Slide View : Parallel Computer Architecture and Programming : 15-418/618 Spring 2015

Previous | Next --- Slide 18 of 66

rofer

This reminds me of one of my favorite technical terms.

This kind of problem is called embarrassingly parallel. This is a type of problem where it is exceedingly trivial to separate it into parallel tasks (in this case because of the lack of data dependencies).

arjunh

Question: A quick question (already answered in the lecture), but an important thing to keep in mind: is an embarrassingly parallel program one that you expect to necessarily see a considerable speedup on? If not, explain why such a program may fail to parallelize well. What could you do to improve the performance?

pmassey

I could be wrong, but it seems as though you should expect an embarrassingly parallel program to see a considerable speedup. As in the above example, SIMD computation allows for a single decode and fetch of the body of code to be run on each instance of the data. However, as shown in class, it may not be efficient at all. The main reason behind the speedup is that all of the data is independent and the same code is run on all instances.

arjunh

@pmassey Memory access speed can definitely be a problem, as you pointed out. That being said, it would be cool to revisit this problem in a couple lectures, when we start talking more about caching, in particular, one notorious problem known as false sharing.
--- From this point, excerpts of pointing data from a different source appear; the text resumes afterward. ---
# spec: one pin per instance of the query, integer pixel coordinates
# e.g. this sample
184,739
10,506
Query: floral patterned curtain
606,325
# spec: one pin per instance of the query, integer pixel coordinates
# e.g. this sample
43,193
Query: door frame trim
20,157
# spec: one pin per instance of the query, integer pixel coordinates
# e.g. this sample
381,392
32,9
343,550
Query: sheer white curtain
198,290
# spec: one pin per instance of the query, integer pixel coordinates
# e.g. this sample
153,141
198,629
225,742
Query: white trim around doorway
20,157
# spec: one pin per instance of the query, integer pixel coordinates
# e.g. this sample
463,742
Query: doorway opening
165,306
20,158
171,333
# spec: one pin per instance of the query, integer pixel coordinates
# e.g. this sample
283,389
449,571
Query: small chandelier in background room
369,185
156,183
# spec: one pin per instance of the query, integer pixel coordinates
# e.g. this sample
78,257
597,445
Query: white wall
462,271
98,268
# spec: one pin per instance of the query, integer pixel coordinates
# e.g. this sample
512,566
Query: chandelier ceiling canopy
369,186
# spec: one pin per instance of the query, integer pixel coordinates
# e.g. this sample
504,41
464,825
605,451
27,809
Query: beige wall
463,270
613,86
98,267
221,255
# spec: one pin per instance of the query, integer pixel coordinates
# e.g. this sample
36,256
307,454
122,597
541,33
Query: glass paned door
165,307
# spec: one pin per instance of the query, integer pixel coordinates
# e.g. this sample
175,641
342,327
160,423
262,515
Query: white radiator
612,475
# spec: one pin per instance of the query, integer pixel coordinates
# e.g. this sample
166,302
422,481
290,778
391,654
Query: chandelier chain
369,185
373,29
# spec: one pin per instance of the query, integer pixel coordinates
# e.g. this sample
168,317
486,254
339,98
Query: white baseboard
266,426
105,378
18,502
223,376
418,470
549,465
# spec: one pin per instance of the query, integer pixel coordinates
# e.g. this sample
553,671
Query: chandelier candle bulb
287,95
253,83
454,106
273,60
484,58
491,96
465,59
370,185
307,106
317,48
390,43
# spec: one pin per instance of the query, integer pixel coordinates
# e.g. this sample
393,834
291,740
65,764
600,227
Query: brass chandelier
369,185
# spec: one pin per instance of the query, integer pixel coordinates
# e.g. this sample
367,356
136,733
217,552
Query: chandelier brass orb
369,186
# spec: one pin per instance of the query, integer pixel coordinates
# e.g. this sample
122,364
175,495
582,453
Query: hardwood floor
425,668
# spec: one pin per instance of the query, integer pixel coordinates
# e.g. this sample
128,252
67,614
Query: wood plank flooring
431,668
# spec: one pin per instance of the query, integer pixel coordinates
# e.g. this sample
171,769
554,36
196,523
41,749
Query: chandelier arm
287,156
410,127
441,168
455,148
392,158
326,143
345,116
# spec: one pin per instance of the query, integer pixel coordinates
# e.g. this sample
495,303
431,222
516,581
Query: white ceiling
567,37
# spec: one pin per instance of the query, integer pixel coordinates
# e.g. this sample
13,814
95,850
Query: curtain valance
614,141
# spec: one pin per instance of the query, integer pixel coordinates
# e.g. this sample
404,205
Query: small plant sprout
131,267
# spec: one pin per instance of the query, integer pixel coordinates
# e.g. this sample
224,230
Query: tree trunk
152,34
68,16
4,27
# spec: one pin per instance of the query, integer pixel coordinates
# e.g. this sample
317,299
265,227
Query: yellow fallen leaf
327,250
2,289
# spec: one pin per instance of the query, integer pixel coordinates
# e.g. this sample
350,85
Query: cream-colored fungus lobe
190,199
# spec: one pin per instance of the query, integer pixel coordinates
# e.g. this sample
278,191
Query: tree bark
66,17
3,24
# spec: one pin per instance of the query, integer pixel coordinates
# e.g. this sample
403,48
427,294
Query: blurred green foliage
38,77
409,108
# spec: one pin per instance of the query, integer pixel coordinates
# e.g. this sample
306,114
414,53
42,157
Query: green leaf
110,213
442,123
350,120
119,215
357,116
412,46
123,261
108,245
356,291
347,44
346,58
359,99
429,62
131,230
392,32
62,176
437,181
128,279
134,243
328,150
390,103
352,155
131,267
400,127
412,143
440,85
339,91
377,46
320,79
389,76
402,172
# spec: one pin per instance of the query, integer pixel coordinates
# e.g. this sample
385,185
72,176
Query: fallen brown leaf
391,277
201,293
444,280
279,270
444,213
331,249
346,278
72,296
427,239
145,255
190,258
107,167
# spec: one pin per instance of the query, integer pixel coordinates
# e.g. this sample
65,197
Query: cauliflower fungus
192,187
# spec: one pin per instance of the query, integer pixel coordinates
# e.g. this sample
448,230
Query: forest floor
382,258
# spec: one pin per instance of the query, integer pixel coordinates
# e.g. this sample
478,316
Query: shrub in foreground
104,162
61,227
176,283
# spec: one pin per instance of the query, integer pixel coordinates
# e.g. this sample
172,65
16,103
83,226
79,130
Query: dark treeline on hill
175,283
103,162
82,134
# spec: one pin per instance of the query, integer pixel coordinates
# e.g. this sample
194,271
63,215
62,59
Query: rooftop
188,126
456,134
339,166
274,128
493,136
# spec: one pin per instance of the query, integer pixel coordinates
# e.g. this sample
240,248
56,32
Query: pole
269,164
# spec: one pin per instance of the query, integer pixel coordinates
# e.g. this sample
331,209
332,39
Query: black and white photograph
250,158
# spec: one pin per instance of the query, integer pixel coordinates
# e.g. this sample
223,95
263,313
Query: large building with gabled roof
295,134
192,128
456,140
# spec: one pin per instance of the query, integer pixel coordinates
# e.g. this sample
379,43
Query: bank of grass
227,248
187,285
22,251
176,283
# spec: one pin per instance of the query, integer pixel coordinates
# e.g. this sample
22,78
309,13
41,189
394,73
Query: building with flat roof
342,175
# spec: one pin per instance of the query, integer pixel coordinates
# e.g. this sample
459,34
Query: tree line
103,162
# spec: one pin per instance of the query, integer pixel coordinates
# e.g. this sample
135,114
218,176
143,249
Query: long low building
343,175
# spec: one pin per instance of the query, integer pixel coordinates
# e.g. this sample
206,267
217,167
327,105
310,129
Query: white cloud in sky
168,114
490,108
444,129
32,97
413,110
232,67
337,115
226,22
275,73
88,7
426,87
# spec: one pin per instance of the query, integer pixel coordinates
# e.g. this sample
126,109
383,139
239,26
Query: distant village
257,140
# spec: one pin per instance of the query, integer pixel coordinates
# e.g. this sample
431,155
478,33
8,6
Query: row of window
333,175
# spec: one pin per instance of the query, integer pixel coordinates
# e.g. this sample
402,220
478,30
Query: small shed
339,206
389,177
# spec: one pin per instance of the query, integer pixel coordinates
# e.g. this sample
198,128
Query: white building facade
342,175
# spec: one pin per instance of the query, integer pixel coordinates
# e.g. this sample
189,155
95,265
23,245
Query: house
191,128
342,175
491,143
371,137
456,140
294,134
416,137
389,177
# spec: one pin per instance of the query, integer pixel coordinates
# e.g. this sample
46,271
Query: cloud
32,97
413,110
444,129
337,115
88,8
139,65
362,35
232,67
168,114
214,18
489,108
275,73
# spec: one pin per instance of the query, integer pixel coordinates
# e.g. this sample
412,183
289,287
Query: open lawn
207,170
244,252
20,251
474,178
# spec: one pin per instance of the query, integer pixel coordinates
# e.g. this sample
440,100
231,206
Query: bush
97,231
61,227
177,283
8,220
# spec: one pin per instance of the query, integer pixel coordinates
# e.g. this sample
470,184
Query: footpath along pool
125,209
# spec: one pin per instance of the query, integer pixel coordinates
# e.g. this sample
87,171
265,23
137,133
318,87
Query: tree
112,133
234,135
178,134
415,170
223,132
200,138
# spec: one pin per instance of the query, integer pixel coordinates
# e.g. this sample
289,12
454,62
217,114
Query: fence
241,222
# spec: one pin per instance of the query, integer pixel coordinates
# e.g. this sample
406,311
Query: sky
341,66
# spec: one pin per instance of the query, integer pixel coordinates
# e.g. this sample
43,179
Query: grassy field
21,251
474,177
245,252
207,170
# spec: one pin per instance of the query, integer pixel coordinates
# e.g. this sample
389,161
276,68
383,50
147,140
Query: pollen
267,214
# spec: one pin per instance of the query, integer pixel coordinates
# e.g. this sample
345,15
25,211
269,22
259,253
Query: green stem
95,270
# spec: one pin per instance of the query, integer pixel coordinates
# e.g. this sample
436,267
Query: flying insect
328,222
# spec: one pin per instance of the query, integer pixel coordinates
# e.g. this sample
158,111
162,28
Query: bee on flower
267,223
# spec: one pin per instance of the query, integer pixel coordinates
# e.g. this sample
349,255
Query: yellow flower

Also, think about divergent execution when using vectorized instructions. You'll explore this more in assignment 1.

landuo

Embarrassingly parallel program does not guarantee a considerable speedup. Divergent execution can significantly affect vectorized instructions by making all other lanes waiting for one lane. In addition, false sharing occurs when multiple processors reading/writing to same address space in memory, which leads to frequent invalidation of cache lines in other processors and leads to a performance drop.

skywalker

I believe the divergent execution is because even though we can have parallel SIMD execution across the elements; the inner for loop takes different times for different elements. Hence we're not guaranteed a good distribution.